「……莉子センパイ、泣いてました?」

「全く。無理してたけどね」

「女の子は失恋したとき泣くんじゃないんですか?」

「泣くんじゃない?でも、誰かの前では泣けないよ」



弱みなんて簡単に見せられないんだよ、
莉子はいつも、人に心配ばかりかけてるって、無理してすぐ誤魔化すんだもの。

そういうとこ一線弾くから、私くらいしか友達いないのよ、あの子。なんて言って、センパイの友達は笑った。



「ねえコーハイ、様子見てきてもらってもいい?」

「……なんで俺が」

「わたしには莉子にかける言葉がわからないけど、璃月クンならデリカシーゼロで莉子につっかかれるじゃん」

「俺が悪役ってことすか」

「うん、でもキミも早く莉子のとこ行きたいって思ってるでしょう?」


ペンケースを持っている右手に相当な力がこもっていたみたいだ。シリコン製のペンケースは握力で不格好に歪んでいる。

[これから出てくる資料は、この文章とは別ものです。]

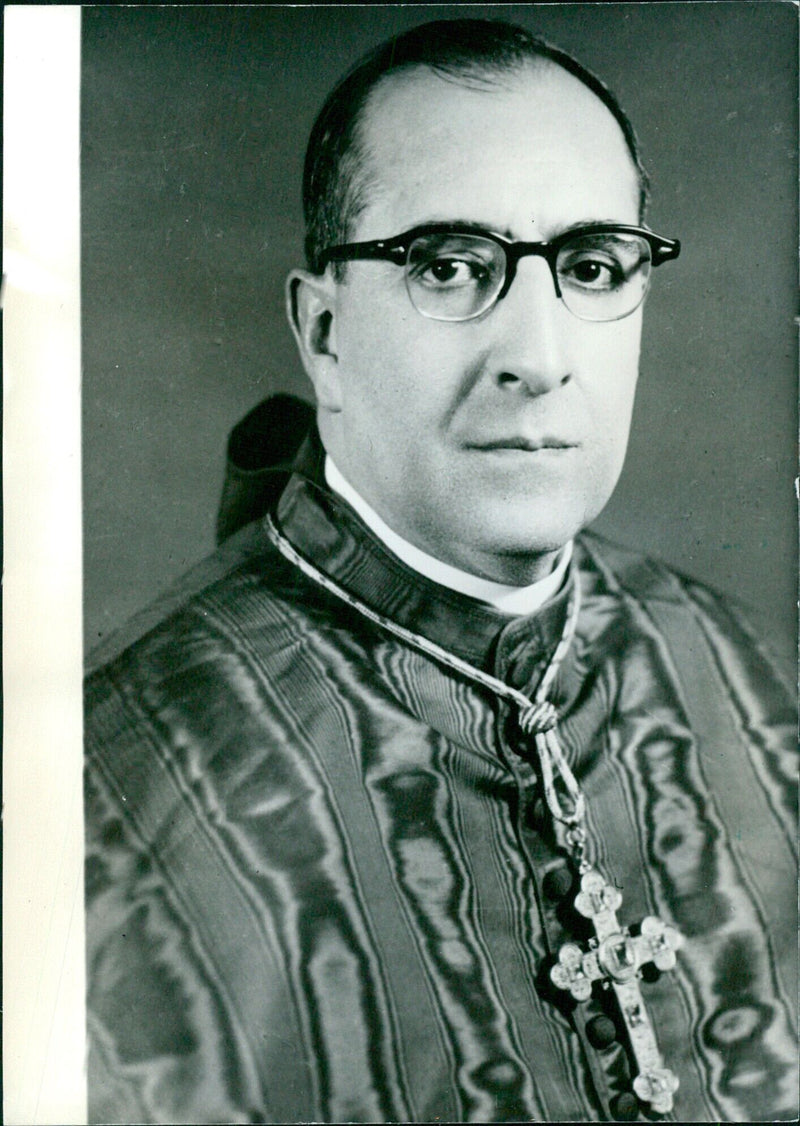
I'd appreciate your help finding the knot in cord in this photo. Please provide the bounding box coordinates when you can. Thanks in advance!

俺はただ、一人でめそめそ泣いてるところを目撃して何なら笑い飛ばしてやろうと思っているくらいだ。
まあどうせちっとも泣こうとなんてしないんだろうけど。だったらボロボロにして泣かせてやればいいのだ。



「先輩の心配だけ持って、俺は煽りに行きます」

「いってらっしゃい、まあ元気そうだったらまた教室まで送ってあげてよ」

「気が向いたら」

「そうやっていつも気が向いてるんだから、忠実なコーハイね」



3年生に手出すのやめたらしいけど、それって莉子と関係あったりして?
知らないふりして結局全部知っているセンパイの友達は、にやにやと俺の様子を見て笑っている。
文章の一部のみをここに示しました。